Editor's Note: Some of the articles described below are not yet available at the PNAS site, but they are scheduled to be posted some time this week.
In a paper set to appear online this week in the Proceedings of the National Academy of Sciences, a New York University-led team profiles virulence evolution and drug resistance in community-acquired methicillin-resistant Staphylococcus aureus (CA-MRSA) cases that sprung up in Orthodox Jewish children in Brooklyn between spring, 2015 and late 2016. Using medical record reviews, genotyping, genome sequencing, phylogenetics, and comparisons with representatives from the pandemic sequence type USA300, the team documented the evolution of a distinct, highly virulent CA-MRSA clone that emerged in the community, leading to drug-resistant skin infections that appeared to spread with the help of intestinal colonization — findings supported by their subsequent mouse experiments. Together, the authors say, the results suggest that "high-risk populations are incubators for evolution of consequential phenotypes."

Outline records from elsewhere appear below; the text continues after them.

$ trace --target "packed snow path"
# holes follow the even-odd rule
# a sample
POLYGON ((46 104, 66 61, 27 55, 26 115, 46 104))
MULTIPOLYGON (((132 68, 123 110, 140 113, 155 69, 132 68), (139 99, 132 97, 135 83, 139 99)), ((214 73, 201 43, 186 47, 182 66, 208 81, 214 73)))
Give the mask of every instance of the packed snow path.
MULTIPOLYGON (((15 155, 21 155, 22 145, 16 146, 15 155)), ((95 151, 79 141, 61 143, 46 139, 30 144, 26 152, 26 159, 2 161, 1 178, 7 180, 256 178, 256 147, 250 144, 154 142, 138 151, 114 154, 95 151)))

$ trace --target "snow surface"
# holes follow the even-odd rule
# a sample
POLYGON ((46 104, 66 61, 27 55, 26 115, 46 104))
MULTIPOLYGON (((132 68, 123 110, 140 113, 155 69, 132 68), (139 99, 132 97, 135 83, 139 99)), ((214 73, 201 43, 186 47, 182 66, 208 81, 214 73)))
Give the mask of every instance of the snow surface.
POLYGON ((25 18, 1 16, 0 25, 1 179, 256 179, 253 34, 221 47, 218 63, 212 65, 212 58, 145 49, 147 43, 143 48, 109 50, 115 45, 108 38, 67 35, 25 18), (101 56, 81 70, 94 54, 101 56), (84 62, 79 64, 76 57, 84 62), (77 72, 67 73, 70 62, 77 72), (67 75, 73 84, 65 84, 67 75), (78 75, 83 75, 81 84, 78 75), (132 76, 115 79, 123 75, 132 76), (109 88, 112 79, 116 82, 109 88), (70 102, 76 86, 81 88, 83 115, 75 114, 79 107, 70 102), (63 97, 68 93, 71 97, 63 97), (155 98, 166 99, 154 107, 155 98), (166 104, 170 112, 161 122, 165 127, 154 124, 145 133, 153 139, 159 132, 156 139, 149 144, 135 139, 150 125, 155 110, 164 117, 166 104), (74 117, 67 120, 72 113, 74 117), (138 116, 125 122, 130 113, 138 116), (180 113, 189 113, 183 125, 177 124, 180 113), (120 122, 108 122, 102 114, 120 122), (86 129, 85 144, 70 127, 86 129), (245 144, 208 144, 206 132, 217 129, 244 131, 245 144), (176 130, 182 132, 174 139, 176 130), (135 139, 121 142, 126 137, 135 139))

Researchers from the University of Texas and elsewhere describe conserved neural transcriptional features that seem to coincide with monogamy in a range of model organisms. The team compared neural transcriptome features in reproductive males from 10 matched monogamous and non-monogamous species of mice, voles, songbirds, frogs, and fish. Findings from the analysis suggest that "while evolutionary divergence time between species or clades did not explain gene expression similarity, characteristics of the mating system correlated with neural gene expression patterns," the investigators write, "and neural gene expression varied concordantly across vertebrates when species transition to monogamy." They argue that the work "provides evidence of a universal transcriptomic mechanism underlying the evolution of monogamy in vertebrates."
Finally, a team from the US, Turkey, and China characterizes mutations in the Ras signaling-related gene GRAP that contributes to a form of autosomal recessive, non-syndromic sensorineural hearing loss. After tracking down a deafness-associated GRAP variant with exome or genome sequencing on members of two affected families of Turkish ancestry, the researchers profiled GRAP expression, localization, and more in the mouse inner ear and used loss-of-function experiments in Drosophila fruit fly ortholog of the gene to further tease out GRAP's hearing-related role.